Kaitlin Clapinski, News Editor

With California experiencing weather patterns like never before, San Diego has been one of the many cities in the state that has dealt with record-breaking heat. 

Excessive heat warnings were no stranger throughout August as it was one of the hottest months on record for Californians with temperatures reaching record breaking highs. In late August, San Diego temperatures reached triple digits at a record 100 degrees, breaking the record set in Sept. 2011 at 97 degrees. 

Unfortunately, these weather patterns have created the perfect concoction for brush fires, and the Valley Fire has been burning throughout San Diego County. It is now 87% contained according to the Valley Fire website.

So although the heat makes for a perfect beach day, San Diego County advised to stay inside, stay hydrated and avoid long exposure in the sun (and now smoke). Children, seniors, pets, and those vulnerable should especially be attended too during extreme heat.

 In hopes to further ensure safety during this time, San Diego County set up different “Cool Zones,” sites around the county to allow those to beat the heat while saving energy costs. These zones are centers with air-conditioning in place so that seniors and those who need it can visit, lowering individual costs for others. More information regarding the Cool Zones and the sites locations can be found here

The fire began Sept. 5 and still continues to burn, worsening the air quality and resulting in a hazy sunshine. Smoke has wreaked havoc on the air quality as the Air Quality Index (AQI) reads almost three times worse than regular, healthy air.

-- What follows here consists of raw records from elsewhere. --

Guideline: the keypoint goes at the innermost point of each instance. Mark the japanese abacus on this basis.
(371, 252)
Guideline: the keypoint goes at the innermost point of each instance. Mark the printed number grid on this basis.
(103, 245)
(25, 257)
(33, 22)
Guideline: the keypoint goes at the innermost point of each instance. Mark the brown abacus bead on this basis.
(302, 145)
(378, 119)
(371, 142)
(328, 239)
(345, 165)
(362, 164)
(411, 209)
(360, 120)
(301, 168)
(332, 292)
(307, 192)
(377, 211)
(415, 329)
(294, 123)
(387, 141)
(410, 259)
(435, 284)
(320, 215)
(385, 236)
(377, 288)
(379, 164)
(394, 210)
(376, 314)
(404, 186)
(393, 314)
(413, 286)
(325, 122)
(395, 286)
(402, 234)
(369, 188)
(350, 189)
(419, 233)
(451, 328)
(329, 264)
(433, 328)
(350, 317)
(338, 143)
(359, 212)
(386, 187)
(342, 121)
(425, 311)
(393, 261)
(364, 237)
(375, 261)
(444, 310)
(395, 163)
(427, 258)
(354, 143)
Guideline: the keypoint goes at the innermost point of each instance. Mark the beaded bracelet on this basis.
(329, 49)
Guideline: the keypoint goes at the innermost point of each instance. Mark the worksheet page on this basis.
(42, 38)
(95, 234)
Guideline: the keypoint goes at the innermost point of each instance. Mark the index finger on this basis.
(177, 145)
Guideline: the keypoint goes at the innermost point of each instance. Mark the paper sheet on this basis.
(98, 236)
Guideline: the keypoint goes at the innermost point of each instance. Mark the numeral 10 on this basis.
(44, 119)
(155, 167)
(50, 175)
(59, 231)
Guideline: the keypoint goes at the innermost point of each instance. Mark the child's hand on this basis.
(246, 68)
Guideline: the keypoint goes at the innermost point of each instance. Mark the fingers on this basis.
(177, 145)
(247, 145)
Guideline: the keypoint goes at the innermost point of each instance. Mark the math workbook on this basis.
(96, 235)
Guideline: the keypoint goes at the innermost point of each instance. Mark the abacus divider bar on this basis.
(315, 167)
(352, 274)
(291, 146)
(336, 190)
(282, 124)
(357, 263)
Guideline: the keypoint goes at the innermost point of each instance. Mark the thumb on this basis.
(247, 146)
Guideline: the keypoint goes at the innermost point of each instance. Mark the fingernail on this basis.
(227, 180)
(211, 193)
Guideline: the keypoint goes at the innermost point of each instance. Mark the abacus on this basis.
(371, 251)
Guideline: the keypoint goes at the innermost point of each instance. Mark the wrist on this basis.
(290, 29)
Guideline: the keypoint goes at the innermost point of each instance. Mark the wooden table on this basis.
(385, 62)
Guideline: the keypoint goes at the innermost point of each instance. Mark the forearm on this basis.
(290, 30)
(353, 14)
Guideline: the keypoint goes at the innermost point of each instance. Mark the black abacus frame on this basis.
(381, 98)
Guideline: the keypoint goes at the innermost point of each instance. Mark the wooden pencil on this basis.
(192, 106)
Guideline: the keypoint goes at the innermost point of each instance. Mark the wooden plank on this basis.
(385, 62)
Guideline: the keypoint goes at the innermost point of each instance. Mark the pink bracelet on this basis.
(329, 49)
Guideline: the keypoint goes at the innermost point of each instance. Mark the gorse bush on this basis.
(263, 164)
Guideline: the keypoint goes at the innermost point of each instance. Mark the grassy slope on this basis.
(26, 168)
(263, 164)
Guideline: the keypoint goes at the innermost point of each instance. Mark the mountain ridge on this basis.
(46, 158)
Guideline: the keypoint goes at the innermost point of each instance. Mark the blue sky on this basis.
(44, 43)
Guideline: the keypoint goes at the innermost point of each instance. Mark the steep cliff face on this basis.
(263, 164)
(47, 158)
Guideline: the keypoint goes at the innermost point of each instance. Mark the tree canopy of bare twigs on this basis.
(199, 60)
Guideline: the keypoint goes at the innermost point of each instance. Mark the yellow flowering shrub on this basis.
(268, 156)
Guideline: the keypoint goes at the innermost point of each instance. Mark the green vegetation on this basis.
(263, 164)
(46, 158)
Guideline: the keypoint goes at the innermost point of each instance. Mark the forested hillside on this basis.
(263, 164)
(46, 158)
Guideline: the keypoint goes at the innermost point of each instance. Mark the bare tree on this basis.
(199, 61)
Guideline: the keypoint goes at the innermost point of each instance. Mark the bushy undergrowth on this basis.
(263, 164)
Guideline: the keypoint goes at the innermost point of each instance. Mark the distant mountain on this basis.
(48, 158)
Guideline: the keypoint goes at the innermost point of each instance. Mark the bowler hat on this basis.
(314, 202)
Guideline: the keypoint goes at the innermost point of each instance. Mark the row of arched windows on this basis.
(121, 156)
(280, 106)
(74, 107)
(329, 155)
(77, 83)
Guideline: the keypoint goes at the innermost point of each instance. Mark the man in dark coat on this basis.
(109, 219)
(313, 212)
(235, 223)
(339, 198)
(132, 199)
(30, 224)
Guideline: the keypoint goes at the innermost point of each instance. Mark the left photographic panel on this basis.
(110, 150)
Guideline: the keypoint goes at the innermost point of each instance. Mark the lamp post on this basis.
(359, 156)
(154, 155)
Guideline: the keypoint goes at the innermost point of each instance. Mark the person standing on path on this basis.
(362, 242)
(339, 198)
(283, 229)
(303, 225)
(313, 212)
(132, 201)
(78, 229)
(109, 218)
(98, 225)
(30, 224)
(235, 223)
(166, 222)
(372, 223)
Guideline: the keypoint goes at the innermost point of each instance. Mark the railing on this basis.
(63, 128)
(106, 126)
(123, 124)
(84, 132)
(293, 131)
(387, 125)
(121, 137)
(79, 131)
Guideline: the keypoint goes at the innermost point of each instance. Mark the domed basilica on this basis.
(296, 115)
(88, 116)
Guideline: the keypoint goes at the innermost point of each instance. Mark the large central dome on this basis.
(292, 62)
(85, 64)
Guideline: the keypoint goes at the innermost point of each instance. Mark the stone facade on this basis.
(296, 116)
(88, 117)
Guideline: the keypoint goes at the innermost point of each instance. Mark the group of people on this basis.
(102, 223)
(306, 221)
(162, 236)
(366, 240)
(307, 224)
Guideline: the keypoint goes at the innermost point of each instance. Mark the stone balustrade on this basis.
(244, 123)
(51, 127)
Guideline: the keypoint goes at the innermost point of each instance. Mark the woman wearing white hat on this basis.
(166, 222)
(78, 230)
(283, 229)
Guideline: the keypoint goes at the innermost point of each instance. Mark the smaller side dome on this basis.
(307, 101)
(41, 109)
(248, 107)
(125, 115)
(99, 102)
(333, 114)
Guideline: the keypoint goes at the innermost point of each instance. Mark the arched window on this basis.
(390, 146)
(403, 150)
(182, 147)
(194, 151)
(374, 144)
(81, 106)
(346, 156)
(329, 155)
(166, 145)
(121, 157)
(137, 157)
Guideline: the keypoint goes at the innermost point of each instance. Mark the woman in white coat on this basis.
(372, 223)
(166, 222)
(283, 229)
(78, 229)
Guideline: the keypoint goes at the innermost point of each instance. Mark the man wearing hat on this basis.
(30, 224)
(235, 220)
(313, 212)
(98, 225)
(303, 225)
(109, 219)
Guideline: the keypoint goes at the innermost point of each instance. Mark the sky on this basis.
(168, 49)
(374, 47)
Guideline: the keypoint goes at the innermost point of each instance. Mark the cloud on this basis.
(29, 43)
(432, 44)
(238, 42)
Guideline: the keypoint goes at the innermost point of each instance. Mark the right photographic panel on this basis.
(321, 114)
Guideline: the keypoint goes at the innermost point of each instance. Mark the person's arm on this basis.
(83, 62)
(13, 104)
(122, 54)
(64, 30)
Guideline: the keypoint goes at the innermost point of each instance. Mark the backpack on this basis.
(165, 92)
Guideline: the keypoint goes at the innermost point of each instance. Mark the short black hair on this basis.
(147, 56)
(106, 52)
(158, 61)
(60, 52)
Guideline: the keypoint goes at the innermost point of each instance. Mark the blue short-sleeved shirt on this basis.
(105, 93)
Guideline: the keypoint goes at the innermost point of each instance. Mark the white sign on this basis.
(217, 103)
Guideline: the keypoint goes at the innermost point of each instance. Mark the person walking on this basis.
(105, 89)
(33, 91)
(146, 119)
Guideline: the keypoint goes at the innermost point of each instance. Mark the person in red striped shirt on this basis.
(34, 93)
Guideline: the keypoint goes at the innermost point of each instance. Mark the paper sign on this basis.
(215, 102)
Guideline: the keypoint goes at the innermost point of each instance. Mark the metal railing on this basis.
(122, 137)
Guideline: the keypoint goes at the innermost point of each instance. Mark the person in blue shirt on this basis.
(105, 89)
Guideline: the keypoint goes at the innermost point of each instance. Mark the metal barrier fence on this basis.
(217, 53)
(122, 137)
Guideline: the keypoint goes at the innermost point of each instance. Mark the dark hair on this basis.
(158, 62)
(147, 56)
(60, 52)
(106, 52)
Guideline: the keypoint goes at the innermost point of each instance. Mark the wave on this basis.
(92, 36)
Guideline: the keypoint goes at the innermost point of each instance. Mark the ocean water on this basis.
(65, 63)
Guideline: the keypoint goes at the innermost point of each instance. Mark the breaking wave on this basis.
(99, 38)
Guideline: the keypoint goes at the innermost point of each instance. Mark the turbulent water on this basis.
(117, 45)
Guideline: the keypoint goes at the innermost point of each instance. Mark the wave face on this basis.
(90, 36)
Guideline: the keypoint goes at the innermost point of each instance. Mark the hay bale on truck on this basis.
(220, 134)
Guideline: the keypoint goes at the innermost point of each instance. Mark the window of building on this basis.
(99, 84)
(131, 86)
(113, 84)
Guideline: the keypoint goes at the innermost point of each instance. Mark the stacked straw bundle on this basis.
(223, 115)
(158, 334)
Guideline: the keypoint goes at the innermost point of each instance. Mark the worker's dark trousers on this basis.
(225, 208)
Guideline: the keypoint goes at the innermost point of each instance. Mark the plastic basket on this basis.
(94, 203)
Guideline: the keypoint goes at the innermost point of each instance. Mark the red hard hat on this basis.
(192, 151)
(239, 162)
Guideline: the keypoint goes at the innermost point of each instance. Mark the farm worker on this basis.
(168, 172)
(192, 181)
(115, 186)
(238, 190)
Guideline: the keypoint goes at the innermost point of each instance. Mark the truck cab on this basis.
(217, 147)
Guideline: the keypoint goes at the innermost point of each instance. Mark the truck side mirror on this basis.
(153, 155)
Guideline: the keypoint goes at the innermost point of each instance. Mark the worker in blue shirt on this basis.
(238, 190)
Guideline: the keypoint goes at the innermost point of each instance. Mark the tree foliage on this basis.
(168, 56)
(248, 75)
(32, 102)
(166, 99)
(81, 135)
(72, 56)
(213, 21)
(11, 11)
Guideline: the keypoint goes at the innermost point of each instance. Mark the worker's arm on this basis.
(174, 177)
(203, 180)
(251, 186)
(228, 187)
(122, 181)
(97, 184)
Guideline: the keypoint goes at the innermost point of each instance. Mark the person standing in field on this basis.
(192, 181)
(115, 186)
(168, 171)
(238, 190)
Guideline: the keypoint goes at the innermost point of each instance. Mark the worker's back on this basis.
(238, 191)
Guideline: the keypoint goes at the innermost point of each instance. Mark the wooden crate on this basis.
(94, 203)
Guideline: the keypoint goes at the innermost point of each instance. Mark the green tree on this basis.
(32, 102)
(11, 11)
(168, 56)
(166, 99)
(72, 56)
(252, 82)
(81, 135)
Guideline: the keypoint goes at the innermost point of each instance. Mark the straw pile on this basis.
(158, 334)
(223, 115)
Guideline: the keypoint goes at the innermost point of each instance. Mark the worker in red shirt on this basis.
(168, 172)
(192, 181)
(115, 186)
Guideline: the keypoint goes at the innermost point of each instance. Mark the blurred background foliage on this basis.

According to KPBS, haze from the smoke is expected to continue as will the fight to contain the Valley Fire. With the peak of fire season in California being in the months of July through November, temperatures are expected to continue to cool down throughout the end of September with an incoming Pacific trough according to the National Weather Services (NWS). These conditions will help fight smoke and haze and lower the dangerous fire conditions.